Well, the cold came, it came in a torrent one year ago. I felt it run down my spine, into my soul and wrap every molecule with its frosty embrace. The truth a year ago was I was afraid to be who I wanted, I knew that who I was wasn’t what everyone wanted.

I wanted to be this free spirit. I wanted to care about the people around me who cared about me and to hell with the rest.

In the last year I’ve been down the drain of depression, felt the exhilaration as I reached the top of the cliff and stared at the little ants, and they had no idea I was standing on the cliff. They didn’t understand the cliff was closer than they thought, and possibly myself as well.

When I was able to step away from the edge, find myself and let everyone know what I’d been through, I felt ashamed that I’d stood on the cliff. I didn’t want anyone to know how close I came, hell most people believed I was the sanest person they knew.

The cliff is still out there, waiting for its chance to surprise me.
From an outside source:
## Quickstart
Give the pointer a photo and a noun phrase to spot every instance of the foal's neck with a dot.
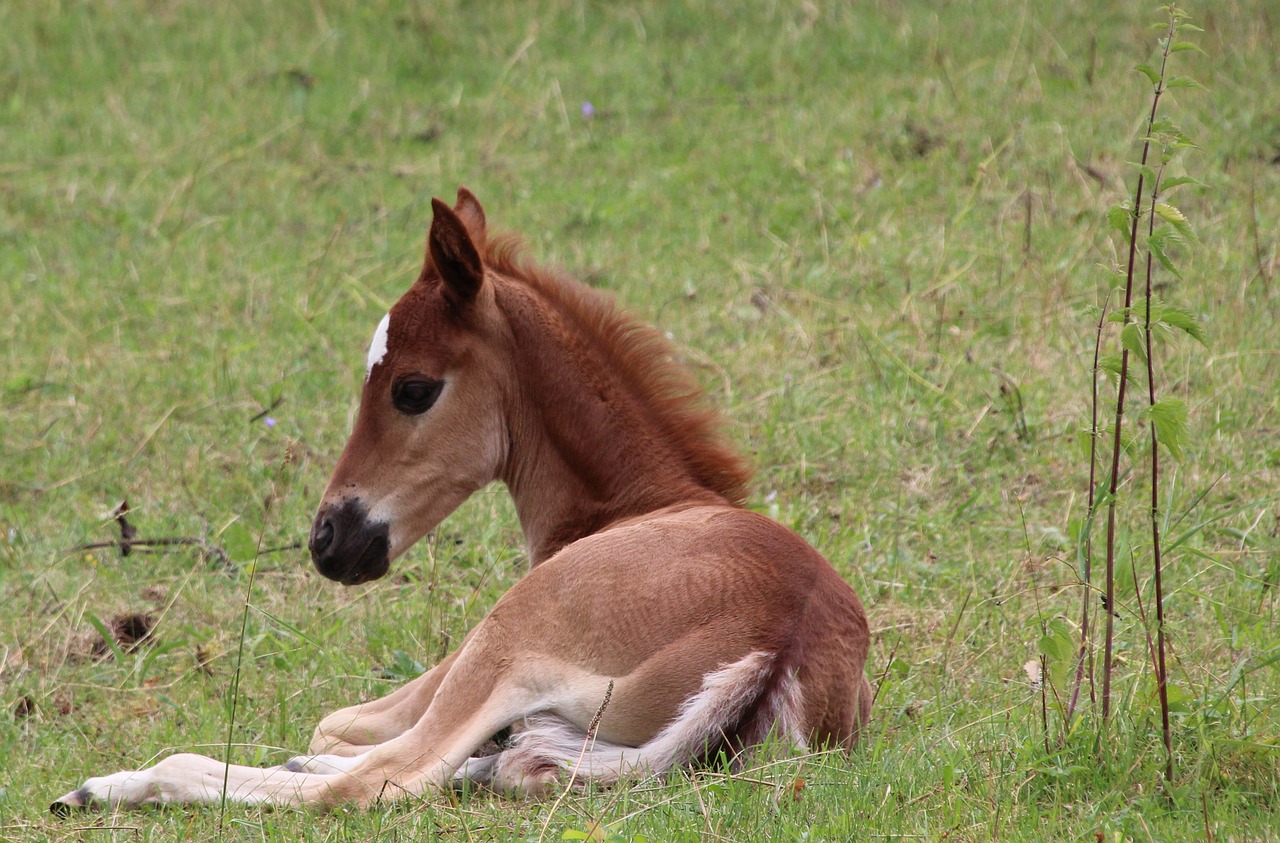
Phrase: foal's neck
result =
(586, 450)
Indeed it surprises me that I’ve even told my story of depression and coming out of it.

I’ve wanted to be this other person for so long, the one I am now, that trying to be the person I want is harder than I thought it would be.

I want to write as much as possible, but I’m like a dog in forest filled with squirrels.

When I tell myself, “You have to write” something happens, whether it’s a distraction or something else. I find that my time away from the keyboard is one that I don’t often like, but I do it, for the weirdest of reasons. I’m afraid to show some of what I write for fear that it would either make people afraid, or my wife would have me committed.

I see that I’m becoming who I want to be, without the distraction of caring what people think about me or my writing, and I’m finding that living in my world is getting better as long as I don’t climb the mountain and get near the cliff again.